BY TAL AXELROD
The two Republicans, both close allies of President Trump, noted the bill follows a decision from a federal judge in California Monday that reinstated a ban on implementing a new policy that would curtail migrants’ ability to apply for asylum at the southern border. An appeals court on Wednesday narrowed that injunction to just Arizona and California, the two border states within its jurisdiction, allowing the administration to apply the rule in New Mexico and Texas.
“Our laws need to be vigorously vetted through the courts, but it makes zero sense for the legality of a nationwide law to rest entirely on the opinion of one judge, or one district court,” said Meadows. “Current law inadvertently empowers detrimental judicial activism, and it needs to change. This is a common-sense reform that returns our system of checks and balances where it was intended to be.”

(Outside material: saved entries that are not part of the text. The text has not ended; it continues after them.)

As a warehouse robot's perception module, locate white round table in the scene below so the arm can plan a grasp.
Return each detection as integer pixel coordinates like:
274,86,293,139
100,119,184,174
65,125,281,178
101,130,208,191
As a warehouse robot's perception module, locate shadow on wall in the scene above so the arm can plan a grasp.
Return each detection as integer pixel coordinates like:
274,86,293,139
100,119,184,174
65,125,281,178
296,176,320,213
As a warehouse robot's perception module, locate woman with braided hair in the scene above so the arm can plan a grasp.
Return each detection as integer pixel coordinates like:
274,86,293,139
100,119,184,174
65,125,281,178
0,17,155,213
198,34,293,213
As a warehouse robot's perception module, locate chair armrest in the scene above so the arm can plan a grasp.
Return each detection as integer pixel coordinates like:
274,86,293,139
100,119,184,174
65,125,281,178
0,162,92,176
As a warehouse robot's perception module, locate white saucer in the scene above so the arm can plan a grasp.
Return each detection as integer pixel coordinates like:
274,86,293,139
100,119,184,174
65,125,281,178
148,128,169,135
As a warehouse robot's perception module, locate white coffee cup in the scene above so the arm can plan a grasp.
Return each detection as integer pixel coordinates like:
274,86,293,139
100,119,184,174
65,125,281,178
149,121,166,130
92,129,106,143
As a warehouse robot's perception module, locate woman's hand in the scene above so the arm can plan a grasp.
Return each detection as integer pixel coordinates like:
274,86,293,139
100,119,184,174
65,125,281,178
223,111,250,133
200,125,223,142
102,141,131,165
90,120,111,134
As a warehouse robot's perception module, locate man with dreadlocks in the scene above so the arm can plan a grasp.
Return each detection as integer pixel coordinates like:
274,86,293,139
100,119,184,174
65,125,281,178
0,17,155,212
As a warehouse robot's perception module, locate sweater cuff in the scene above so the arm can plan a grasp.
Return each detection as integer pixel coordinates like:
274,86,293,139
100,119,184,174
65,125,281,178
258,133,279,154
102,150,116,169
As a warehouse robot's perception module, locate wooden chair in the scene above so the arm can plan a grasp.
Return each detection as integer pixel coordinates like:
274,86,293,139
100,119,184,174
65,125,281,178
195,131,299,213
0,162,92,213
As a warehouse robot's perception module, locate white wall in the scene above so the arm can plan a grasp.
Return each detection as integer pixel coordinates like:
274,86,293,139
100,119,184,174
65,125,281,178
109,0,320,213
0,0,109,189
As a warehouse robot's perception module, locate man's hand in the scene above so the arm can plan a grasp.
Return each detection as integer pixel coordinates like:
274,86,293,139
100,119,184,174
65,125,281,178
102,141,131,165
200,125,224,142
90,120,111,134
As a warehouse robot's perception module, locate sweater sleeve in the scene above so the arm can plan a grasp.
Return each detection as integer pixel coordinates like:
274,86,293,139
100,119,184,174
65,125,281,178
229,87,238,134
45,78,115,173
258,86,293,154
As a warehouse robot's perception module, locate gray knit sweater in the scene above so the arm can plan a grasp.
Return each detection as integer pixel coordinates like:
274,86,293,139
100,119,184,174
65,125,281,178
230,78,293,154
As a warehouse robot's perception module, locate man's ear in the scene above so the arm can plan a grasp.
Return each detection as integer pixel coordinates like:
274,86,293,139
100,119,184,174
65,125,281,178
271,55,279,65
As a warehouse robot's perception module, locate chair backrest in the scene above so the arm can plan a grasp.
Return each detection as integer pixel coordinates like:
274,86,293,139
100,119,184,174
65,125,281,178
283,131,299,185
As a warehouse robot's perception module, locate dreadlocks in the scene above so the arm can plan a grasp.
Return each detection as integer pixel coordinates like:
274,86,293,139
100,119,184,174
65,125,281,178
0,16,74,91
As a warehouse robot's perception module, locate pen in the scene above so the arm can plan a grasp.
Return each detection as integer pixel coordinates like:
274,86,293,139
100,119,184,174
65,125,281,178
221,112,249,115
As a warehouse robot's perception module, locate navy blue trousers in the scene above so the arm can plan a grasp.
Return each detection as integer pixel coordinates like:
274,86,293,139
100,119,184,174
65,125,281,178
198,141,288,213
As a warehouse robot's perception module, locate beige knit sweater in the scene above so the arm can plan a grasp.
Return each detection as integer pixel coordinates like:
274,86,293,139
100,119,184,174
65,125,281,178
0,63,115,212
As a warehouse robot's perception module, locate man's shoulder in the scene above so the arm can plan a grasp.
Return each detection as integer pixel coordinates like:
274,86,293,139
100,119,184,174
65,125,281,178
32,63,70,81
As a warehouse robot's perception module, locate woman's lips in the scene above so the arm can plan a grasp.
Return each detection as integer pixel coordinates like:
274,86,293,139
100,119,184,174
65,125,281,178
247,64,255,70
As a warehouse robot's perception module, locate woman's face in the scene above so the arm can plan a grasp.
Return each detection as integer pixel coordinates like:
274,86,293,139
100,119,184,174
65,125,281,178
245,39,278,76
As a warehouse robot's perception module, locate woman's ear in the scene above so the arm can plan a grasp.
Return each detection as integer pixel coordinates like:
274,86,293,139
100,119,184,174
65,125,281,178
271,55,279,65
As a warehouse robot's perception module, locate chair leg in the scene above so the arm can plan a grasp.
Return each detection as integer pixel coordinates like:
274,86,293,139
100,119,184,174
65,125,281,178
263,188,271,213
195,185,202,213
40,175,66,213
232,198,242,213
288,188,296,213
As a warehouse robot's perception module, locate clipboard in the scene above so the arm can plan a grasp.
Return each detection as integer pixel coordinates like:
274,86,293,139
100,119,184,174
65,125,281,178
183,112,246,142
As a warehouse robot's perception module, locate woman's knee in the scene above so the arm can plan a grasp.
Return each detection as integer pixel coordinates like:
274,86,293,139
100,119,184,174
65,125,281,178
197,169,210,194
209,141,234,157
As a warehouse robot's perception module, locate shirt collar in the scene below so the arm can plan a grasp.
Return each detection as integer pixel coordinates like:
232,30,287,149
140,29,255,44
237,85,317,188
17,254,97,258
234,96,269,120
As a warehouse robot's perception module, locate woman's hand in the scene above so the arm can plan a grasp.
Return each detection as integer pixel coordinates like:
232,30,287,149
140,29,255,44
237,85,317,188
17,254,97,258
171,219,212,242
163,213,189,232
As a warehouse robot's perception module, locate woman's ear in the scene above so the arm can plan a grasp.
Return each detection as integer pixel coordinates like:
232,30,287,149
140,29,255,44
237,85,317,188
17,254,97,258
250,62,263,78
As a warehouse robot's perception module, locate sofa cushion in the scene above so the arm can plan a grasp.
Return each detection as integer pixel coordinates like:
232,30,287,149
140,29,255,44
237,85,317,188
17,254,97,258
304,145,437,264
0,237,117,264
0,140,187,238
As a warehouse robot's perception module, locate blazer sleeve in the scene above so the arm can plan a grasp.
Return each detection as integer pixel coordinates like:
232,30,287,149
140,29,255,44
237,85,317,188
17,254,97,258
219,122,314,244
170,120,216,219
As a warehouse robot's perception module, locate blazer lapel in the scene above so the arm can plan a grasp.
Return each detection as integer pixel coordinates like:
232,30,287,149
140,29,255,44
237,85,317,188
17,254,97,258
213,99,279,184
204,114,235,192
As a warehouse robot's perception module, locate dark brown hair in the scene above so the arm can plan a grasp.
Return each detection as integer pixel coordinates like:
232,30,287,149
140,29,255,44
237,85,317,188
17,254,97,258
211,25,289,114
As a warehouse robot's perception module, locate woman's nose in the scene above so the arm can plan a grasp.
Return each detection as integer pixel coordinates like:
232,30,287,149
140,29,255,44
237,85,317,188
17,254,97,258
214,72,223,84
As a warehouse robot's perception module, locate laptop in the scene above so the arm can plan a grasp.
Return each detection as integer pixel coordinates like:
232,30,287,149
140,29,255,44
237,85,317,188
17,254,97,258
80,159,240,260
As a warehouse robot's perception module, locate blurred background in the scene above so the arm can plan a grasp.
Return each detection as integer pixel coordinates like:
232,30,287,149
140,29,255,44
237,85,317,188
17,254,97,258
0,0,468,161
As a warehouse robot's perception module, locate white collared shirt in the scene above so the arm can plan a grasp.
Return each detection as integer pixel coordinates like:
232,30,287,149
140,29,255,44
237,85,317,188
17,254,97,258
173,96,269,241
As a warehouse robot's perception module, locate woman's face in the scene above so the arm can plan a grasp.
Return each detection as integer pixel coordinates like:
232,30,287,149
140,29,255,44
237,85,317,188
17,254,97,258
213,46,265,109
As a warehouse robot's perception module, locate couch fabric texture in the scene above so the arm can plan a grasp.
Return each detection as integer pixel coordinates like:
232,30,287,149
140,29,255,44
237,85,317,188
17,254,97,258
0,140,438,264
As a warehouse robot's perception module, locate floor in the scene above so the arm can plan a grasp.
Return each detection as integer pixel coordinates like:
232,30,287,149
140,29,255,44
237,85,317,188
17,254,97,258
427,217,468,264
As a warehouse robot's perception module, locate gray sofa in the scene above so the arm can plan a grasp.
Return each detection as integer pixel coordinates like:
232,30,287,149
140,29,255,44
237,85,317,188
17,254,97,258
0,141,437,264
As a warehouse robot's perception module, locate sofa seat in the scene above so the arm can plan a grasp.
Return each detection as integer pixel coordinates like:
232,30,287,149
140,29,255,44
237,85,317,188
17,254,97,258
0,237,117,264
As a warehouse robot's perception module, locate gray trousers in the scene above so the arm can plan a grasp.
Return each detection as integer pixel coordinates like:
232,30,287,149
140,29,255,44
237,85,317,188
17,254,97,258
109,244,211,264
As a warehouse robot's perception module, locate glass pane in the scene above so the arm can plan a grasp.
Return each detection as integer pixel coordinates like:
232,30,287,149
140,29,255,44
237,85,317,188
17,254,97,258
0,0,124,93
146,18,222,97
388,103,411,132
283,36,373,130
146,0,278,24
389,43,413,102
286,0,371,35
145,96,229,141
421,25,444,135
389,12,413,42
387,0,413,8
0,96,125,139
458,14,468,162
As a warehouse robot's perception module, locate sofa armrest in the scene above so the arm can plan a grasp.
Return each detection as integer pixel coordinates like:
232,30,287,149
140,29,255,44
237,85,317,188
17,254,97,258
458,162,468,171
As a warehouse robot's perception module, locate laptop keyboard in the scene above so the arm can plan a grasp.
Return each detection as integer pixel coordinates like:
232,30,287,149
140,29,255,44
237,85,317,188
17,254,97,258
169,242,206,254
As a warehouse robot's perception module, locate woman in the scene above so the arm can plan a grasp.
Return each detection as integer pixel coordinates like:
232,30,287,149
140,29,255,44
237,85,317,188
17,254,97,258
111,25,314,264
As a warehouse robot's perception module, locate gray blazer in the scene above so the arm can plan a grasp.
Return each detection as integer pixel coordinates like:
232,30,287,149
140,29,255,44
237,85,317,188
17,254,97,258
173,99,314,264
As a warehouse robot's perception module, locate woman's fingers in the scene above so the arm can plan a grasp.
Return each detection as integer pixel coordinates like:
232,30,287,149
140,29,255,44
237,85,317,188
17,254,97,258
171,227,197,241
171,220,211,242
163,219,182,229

“Policy decisions ought to be made by elected representatives accountable to the American people, not activist judges with lifetime appointments. In the past few years, we’ve seen an explosion of activist forum shopping and nationwide injunctions to thwart the administration’s priorities and grind government to a halt,” added Cotton.
The separation of powers doctrine has gone out of favor with these so called constitutional conservatives, (poseurs) of the far right. They would prefer to have government by Trump’s cult of personality.
Of course this bill is going nowhere in the Democratically controlled house, so this is just posturing for Trump’s perpetually angry base. Posturing over policy is the Republican way.